Cette année, le franc suisse aura été l’une des valeurs phare, au contraire par exemple de la couronne norvégienne qui a elle, vu sa valeur se tasser, avec 4% d’inflation et aura été la monnaie la moins chère de l’année 2023 par rapport à ses précédents. Ce qui laisse présager d’une augmentation des taux d’intérêts du pays. La Norvège, l’un des pays nordiques dans lequel convertir ses devises vire au casse-tête, tant le pays a choisi la voie du tout digital. Deux pays à la fois très différents et très semblables par leur assise financière et économique. La Société Générale nous rappelle également que le yen japonais a lui aussi subi un fort revers, tout au long de l’année. Le taux du JPY/CHF est passé de 0.0070 JPY / CHF en début 2023, à 0.0059 JPY / CHF à ce jour, dans une dégringolade lente et régulière qui profite aux exportations de l’empire du soleil levant.

En perspective

En termes de valorisation, notre franc suisse aura été la monnaie la plus chère et la plus prisée des marchés et des institutionnels en cette année mouvementée. De la crise des faillites bancaires du début d’année à l’annonce de la fin de la hausse des taux directeurs aux Etats-Unis, en passant par les inquiétants et dramatiques évènements au proche orient et leur cortège de menaces de conflit à grande échelle qui a affolé les marchés et boosté le franc suisse contre euro. Avant de rassurer ces derniers quant au risque d’embrasement généralisé. Les marchés sont rassurés, ce qui n’enlève rien à l’horreur de l’actualité.

Un point sur les marchés

Mercredi, à 14h30, tous les regards étaient braqués sur les chiffres de l’inflation aux USA. La fin du cycle de hausses des taux de la FED, et des chiffres de l’inflation inférieures aux attentes ont repoussé le spectre de la récession et confirmé une 12ème séance de hausse des marchés action en deux semaines. Les investisseurs s’attendent même à une baisse des taux directeurs de la réserve fédérale d’ici 6 à 8 mois. Ils ont en conséquence renforcé leurs achats.

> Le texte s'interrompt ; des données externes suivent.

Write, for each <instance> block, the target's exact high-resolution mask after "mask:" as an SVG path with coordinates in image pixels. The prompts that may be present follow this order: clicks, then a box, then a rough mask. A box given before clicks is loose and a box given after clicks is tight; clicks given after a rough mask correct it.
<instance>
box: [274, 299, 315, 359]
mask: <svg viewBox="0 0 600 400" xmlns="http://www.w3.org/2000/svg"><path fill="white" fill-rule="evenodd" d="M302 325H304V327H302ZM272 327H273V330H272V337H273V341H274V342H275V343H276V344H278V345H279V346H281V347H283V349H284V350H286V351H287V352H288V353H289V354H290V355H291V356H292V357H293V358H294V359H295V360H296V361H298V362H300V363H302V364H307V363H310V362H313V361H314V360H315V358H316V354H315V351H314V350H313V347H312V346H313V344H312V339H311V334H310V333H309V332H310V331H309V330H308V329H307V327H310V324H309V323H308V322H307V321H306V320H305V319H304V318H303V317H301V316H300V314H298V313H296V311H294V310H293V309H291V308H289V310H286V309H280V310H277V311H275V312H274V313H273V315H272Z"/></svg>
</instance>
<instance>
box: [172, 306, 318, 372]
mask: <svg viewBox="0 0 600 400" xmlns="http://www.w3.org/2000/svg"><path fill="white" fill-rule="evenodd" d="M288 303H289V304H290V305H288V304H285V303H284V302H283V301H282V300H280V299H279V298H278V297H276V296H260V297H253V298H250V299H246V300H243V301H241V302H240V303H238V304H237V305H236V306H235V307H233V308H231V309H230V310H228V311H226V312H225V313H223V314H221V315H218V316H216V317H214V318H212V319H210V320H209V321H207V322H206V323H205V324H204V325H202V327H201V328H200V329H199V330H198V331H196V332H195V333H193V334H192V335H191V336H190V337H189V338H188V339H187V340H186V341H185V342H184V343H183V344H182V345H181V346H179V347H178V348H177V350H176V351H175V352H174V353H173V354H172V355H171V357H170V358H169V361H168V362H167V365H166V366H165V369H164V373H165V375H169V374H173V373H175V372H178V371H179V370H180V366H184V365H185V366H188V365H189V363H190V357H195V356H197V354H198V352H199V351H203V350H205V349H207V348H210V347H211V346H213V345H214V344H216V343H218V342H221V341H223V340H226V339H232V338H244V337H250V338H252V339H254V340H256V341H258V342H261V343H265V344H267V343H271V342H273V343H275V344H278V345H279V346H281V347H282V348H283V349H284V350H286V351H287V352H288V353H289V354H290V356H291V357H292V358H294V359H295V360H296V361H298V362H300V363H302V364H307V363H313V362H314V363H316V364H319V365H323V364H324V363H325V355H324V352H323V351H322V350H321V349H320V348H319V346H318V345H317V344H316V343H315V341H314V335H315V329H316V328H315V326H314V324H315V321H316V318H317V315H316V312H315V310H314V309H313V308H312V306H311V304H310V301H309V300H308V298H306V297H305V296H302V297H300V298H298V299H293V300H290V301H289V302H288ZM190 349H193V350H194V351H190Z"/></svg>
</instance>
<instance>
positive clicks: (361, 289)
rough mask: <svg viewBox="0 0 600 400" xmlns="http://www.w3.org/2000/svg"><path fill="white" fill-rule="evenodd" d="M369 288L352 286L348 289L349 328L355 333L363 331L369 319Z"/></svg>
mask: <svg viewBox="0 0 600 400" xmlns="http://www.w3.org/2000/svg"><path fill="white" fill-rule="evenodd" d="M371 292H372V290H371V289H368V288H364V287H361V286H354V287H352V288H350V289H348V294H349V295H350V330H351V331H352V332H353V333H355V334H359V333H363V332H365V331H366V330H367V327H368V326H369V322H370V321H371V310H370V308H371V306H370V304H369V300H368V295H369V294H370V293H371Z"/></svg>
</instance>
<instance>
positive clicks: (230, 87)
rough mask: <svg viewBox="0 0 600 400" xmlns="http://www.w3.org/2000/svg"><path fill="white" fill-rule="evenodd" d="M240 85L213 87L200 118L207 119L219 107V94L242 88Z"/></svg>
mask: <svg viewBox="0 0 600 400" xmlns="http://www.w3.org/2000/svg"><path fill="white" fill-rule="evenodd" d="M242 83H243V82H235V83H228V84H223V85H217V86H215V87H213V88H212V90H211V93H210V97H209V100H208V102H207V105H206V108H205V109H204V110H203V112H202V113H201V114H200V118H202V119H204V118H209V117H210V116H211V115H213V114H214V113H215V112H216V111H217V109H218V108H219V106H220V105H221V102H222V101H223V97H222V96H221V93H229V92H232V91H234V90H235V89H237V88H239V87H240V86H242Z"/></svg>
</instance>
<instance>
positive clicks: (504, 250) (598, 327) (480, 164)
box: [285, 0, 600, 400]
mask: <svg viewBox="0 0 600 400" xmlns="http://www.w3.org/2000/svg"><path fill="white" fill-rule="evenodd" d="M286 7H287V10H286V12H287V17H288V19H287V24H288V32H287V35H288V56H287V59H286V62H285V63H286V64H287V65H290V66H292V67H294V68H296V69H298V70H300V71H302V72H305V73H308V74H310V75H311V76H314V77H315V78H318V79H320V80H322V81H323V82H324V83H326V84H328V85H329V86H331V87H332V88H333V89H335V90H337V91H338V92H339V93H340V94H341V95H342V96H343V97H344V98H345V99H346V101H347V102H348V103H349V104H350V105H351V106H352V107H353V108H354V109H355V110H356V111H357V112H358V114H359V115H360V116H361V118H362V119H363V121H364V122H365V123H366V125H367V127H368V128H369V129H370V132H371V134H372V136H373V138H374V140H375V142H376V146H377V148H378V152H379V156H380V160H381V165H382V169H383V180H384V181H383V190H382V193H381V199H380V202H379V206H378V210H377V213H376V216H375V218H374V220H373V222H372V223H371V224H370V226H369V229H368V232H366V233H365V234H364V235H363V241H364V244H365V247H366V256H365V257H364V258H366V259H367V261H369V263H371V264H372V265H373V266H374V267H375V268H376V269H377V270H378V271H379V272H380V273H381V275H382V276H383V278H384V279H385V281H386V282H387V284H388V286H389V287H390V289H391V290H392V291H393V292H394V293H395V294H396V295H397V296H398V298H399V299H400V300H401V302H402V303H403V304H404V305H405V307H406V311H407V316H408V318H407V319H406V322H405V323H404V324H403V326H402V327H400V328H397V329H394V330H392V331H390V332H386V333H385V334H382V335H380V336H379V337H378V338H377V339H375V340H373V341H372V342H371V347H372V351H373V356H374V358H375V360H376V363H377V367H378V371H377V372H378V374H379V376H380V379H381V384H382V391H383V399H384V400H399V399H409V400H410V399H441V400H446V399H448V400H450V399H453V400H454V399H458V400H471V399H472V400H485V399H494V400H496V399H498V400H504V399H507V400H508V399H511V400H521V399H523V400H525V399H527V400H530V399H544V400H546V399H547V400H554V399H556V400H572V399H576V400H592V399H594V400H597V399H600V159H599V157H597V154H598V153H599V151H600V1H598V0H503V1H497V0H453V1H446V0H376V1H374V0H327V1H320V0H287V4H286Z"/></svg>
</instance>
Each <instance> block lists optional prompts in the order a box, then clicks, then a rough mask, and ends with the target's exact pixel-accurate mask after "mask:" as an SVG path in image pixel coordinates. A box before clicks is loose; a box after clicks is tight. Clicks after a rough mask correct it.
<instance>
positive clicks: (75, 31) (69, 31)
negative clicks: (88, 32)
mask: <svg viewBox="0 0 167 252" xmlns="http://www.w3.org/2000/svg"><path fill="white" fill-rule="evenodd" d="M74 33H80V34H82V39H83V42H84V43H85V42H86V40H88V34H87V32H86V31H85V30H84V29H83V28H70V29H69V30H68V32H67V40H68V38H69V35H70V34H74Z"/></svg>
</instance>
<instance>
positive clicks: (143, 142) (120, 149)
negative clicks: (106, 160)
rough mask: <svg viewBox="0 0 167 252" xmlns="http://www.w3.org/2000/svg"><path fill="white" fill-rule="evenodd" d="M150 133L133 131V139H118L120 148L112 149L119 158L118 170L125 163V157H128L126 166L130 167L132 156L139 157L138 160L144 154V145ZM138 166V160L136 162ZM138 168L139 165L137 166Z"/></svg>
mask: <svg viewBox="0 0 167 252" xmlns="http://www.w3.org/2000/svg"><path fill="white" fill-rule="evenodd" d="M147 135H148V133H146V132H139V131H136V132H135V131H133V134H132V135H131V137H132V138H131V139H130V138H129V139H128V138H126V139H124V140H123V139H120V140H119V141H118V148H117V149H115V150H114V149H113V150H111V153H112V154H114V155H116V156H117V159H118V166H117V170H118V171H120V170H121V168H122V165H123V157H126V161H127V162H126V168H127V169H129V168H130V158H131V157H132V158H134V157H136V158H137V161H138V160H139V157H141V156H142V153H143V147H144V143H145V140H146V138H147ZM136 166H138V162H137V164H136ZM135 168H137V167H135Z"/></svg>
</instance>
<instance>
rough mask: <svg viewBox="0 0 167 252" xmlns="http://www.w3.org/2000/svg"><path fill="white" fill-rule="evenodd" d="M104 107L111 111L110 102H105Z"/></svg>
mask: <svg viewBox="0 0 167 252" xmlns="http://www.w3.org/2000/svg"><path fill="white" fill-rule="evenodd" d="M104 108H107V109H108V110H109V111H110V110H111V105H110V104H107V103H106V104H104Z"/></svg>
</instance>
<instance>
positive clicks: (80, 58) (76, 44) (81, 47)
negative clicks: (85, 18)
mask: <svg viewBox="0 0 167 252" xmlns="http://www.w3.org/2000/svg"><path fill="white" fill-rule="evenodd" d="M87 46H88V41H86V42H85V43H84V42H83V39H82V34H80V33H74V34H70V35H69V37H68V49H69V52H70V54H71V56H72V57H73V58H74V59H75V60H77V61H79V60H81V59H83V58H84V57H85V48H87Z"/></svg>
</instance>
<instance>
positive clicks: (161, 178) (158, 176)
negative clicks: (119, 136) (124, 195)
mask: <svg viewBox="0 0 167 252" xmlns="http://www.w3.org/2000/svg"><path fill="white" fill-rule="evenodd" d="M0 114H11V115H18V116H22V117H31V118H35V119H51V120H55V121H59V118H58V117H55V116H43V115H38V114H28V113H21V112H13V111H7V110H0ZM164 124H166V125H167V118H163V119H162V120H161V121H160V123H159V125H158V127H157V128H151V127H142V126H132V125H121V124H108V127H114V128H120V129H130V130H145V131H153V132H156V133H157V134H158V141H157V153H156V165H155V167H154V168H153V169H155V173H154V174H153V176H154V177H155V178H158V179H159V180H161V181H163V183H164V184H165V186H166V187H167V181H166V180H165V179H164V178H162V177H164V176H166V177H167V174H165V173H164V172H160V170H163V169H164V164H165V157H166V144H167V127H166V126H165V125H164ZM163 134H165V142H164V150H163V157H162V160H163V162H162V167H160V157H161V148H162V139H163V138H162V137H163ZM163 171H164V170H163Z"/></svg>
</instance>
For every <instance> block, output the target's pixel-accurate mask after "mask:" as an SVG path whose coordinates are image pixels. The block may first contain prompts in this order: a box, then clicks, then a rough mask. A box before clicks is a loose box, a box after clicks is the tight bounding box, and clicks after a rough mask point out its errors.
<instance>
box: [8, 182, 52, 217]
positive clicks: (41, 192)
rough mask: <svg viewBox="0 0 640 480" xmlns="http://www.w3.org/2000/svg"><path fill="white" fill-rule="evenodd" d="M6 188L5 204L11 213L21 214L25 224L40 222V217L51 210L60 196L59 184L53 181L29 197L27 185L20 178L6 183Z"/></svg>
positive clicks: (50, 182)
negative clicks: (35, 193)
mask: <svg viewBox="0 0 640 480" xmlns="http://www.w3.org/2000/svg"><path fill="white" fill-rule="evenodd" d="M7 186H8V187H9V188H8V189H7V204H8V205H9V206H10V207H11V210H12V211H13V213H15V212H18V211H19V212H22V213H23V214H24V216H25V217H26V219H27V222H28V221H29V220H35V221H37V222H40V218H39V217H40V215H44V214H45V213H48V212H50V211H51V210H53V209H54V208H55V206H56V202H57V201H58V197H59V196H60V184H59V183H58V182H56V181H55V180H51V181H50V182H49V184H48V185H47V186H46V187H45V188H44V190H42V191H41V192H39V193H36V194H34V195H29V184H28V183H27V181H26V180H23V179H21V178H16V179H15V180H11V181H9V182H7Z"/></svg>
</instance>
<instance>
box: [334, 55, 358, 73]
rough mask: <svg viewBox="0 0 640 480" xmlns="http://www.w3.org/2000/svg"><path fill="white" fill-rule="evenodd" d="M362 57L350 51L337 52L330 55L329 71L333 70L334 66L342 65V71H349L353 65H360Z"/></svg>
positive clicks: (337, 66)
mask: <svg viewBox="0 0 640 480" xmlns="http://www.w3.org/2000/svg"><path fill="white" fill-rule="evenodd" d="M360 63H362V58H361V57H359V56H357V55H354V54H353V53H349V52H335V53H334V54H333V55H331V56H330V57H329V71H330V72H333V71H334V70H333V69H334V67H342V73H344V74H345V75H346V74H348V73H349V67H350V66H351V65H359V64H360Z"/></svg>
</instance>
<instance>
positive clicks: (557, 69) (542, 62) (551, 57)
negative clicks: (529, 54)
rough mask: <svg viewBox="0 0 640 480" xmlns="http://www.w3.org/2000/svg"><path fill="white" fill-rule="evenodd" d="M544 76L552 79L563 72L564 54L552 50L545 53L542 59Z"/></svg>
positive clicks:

Et au chapitre des bonnes nouvelles, le sénat des Etats Unis a validé le projet du texte destiné à éviter le shutdown dont la «deadline » était fixée au 17 novembre, ce jour. Ce risque majeur de blocage dont les marchés euphoriques semblaient avoir oublié l’existence et qui sera donc évité.

Tous les feux sont au vert

En conséquence, les bourses étaient globalement bien orientées à la hausse cette semaine. Après la crue vient la décrue, les investisseurs voient dès lors une baisse des taux dans un futur proche et dans leur boule de cristal. Donc ils s’attendent à des coûts de l’argent moins onéreux, donc à une surabondance de liquidités sur les marchés, ce qui pourrait amener vers une reprise économique, bénéficiant en premier lieu aux entreprises qui auront été bien malmenées ces 3 dernières années.

D’ici à en déduire une forte reprise économique et un cycle positif, on comprend l’augmentation des cours des principales places financières ces derniers jours.

Le Swiss Market Index

Parti de 10550 point en début de semaine, le SMI vaut aujourd’hui midi 10730 points en hausse de 0.75%. Il a culminé mercredi, jour de l’annonce des chiffres très attendus de l’inflation aux Etats Unis à 10765 mais l’euphorie est retombée en fin de semaine. La bourse de Zürich a suivi la tendance dans le sillage des bourses américaines et Européennes. La pression inflationniste sous-jacente a donc permis par son recul cette embellie, après les creux de début d’automne. Il est désormais raisonnable d’espérer une progression des marchés à court et moyen terme.

Cours du pétrole

Le cours du brent en mer du nord, parti de 81 dollar il y a ce lundi s’est effondré de 6% hier, jeudi.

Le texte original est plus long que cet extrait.